Oscar winner to adapt ‘Resurrection’
Rubin to write script based on the Japanese film
By Steven Zeitchik
Oscar-winning screenwriter Bruce Joel Rubin has been hired to write the DreamWorks adaptation of the Japanese cult hit “Resurrection,” tentatively titled “Rainbow Bridge.”
The scribe, who has already written an elaborate treatment for the project, will offer the kind of emotionally centered take for which he’s historically been known.
DreamWorks acquired remake rights to “Resurrection,” titled “Yomigaeri” in Japanese, last year. Akihiko Shiota’s 2003 supernaturally themed pic centered on a town in which people who have been dead for decades come back to life. Instead of engaging in zombie behavior, though, the townspeople simply return to their normal lives as though nothing changed. Brad Krevoy, Mike Callaghan and Tetsu Fujimura are producing along with Shiota.

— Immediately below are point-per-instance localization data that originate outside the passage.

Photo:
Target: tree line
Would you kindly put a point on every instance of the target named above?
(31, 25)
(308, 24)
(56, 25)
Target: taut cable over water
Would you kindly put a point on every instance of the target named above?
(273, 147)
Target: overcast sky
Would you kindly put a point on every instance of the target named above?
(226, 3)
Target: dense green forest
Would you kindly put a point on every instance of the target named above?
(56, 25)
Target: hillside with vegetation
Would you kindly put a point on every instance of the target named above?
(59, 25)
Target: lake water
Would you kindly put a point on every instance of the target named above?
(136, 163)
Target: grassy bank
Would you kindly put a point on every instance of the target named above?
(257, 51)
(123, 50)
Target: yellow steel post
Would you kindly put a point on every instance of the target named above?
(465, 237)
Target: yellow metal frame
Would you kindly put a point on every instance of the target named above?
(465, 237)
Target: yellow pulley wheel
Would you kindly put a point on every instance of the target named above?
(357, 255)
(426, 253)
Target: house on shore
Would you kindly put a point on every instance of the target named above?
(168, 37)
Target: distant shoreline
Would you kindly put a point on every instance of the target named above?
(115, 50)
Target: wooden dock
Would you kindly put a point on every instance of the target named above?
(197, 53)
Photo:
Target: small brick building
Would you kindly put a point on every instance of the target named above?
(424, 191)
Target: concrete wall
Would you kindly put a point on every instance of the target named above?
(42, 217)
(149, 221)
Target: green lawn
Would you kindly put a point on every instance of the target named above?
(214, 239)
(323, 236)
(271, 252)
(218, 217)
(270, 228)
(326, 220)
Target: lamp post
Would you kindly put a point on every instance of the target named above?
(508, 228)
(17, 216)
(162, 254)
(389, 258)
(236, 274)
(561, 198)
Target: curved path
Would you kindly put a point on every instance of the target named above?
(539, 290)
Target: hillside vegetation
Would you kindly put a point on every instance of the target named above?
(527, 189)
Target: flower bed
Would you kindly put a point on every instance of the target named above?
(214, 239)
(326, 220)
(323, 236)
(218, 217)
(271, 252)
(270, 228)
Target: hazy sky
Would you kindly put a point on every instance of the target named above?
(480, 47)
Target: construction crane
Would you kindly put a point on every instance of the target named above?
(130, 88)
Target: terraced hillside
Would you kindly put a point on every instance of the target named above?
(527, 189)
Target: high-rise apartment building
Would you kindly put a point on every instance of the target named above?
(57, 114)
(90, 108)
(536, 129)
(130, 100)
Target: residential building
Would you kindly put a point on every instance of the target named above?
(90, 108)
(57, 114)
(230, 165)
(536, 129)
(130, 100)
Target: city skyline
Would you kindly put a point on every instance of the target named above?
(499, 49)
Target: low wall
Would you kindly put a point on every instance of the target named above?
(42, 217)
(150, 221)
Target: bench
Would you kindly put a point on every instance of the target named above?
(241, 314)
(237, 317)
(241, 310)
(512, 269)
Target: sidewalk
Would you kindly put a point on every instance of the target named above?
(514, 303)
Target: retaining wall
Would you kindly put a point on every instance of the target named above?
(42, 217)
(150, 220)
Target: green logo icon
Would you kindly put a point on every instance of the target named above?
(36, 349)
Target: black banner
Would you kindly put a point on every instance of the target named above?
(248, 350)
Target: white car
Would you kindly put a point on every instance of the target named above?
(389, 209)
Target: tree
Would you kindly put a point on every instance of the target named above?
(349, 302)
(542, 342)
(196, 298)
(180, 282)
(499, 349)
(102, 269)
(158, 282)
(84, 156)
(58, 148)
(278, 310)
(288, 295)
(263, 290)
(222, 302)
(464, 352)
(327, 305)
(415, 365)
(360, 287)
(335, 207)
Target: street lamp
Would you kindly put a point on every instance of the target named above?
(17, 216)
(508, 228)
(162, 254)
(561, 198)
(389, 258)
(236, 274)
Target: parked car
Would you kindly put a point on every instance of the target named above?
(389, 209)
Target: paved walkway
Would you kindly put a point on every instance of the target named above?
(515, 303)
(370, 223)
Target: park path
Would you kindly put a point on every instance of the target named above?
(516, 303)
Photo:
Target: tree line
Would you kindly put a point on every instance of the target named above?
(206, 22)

“Gladiator” scribe William Nicholson had initially been hired to write the script for the Steven Spielberg-Stacy Snider studio.
Rubin is best known for another from-beyond pic — 1990’s “Ghost,” a love story that earned $518 million worldwide and won Rubin an Oscar.
The CAA-repped writer also penned the early ’90s drama “Jacob’s Ladder” and most recently penned the Eric Bana-Rachel McAdams love story “The Time Traveler’s Wife,” which opened to $19.2 million last weekend.
DreamWorks recently acquired rights to another Asian hit, Chan Wook-Park’s Asian action pic “Old Boy,” which Will Smith is attached to star in and Steven Spielberg is attached to direct, and also brought the Japanese manga property “Ghost in the Shell” with it when it split from Paramount.